Protection from Cervical Cancer Hindered by Market Rivalry
The cervical cancer vaccine market is this week's featured topic in Fast Market Reseach's "Focus on Pharmaceuticals"
May 3, 2013 (Newswire.com) - Pharmaceutical giants GlaxoSmithKline (GSK) and Merck are fighting it out in the vaccination market, as countries pick sides in their cervical cancer vaccination programs, states a new report by research and consulting firm GBI Research.
Featured in Fast Market Research's "Focus on Pharmaceuticals" industry guide, the new market report, "Adult and Adolescent Vaccines Market to 2018 - Promising Novel Candidates in Late-Stage Development and Prevnar Approval for Use in Adults to Drive Growth" shows that existing cervical cancer vaccines, GSK's Cervarix and Merck's Gardasil, are competing against each other for valuable market share in a highly rewarding market segment.

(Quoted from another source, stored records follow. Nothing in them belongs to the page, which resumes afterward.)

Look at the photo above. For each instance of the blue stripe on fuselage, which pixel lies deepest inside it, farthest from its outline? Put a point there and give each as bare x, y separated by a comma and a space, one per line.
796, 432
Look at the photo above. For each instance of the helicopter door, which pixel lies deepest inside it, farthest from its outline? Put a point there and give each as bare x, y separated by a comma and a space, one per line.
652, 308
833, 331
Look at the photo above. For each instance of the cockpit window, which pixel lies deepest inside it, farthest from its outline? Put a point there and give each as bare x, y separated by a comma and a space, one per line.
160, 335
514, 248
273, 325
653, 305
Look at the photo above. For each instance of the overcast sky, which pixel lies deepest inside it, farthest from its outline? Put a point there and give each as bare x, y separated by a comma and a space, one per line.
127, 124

The global vaccines market is highly fragmented, and national health authorities can have dramatically differing requirements and regulations, delaying the introduction of some vaccines across global markets. The inclusion of any vaccine into a national immunization schedule promises widespread immunization coverage for the population, and increases the potential for huge revenues for the company.
Despite the European Commission approving Cervarix in 2007, the vaccine was only approved in the US two years later, resulting in a monopoly for competing vaccine Gardasil in the US during this period. Gardasil has also now been approved for use in men to prevent genital warts and anal cancer caused due to human papillomavirus infection, providing the drug with a further strength against competing products.
Cervical cancer vaccines are essentially prophylactic vaccines that prevent against the infection of HPV, which is responsible for 70% of cervical cancer cases in women. HPV vaccines have been found to reduce the incidence of cervical cancer, an area with a high disease burden, and various countries are consequently offering vaccinations for all young girls as a widespread preventative measure. In addition to this, the Advisory Committee on Immunization Practices (ACIP) now also recommends that all 11-12 year old males get vaccinated against HPV, as this will decrease the risk for male genital warts, and reduce the potential for HPV transmission in the future.
Various other high-burden diseases are still urgently in need of vaccines, with HIV/AIDS, malaria and tuberculosis representing some of the most pressing health concerns of many governments across the world. HPV vaccines may herald a new era of preventative medicine, as major diseases are stopped before they ever start.
The Human Papillomavirus (HPV) vaccines market for adults and adolescents across the US, Germany, Spain, Italy, France, the UK and Japan is expected to grow from a strong value of US$1.8 billion in 2011 to US$2.2 billion in 2018. Revenue from HPV vaccines peaked in 2008, following the initiation of nationwide immunization programs, but the anticipated treatment of all children and the high cost of HPV vaccinations, at over US$100 per person, secures this market's future.